Author: Terry Moses Williams

Publisher: Lexington Books

Published: 1985

Total Pages: 166

ISBN-13: 9780669102772

DOWNLOAD EBOOK

This ethnographic study looks at teenagers trapped in poverty--how some succeed in the struggle to get out and others finally give up trying. It is an outgrowth of interviews with some 900 teens in New York City, Cleveland, Louisville, and Meridian, Mississippi. The neighborhoods where they live are socially and racially diverse. Among them are white areas slding into poverty as traditional blue-collar jobs in smokestack industries fade away, and black and Hispanic neighborhoods where chronic unemployment has long been the prevailing tradition and fact of life.
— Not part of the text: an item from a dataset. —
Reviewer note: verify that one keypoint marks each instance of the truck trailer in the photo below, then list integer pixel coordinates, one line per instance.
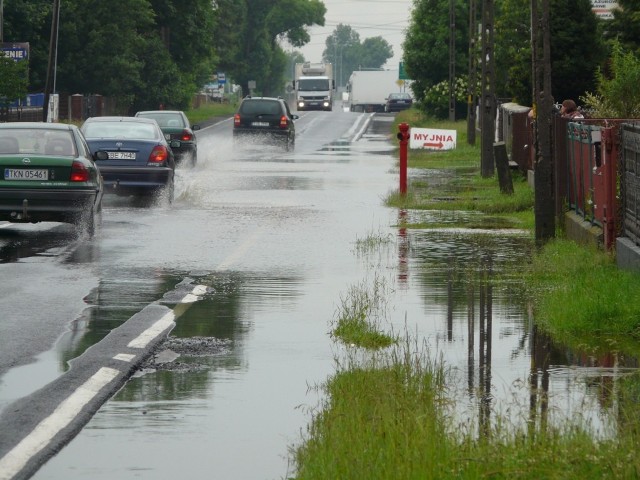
(369, 89)
(314, 86)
Based on the teenagers' own accounts, the book describes their experiences with working and seeking work, achievements in school and athletics, family life, and the positive influences of their peers and adult mentors. It also details the negative choices that tend to make poverty a life sentence: prostitution and street hustles, pregnancy and early parenthood, gang membership and criminal outlets, drugs and withdrawal into despair. Still, hope is an unquenchable attribute of youth, and it bubbles up in this book as the authors show how much these teenagers seek to do for themselves in exercising their limited options.


Topdog/underdog

Topdog/underdog

Author: Suzan-Lori Parks

Publisher: Theatre Communications Grou

Published: 2001

Total Pages: 126

ISBN-13: 9781559362016

DOWNLOAD EBOOK

The piercing work is an extraordinary new departure.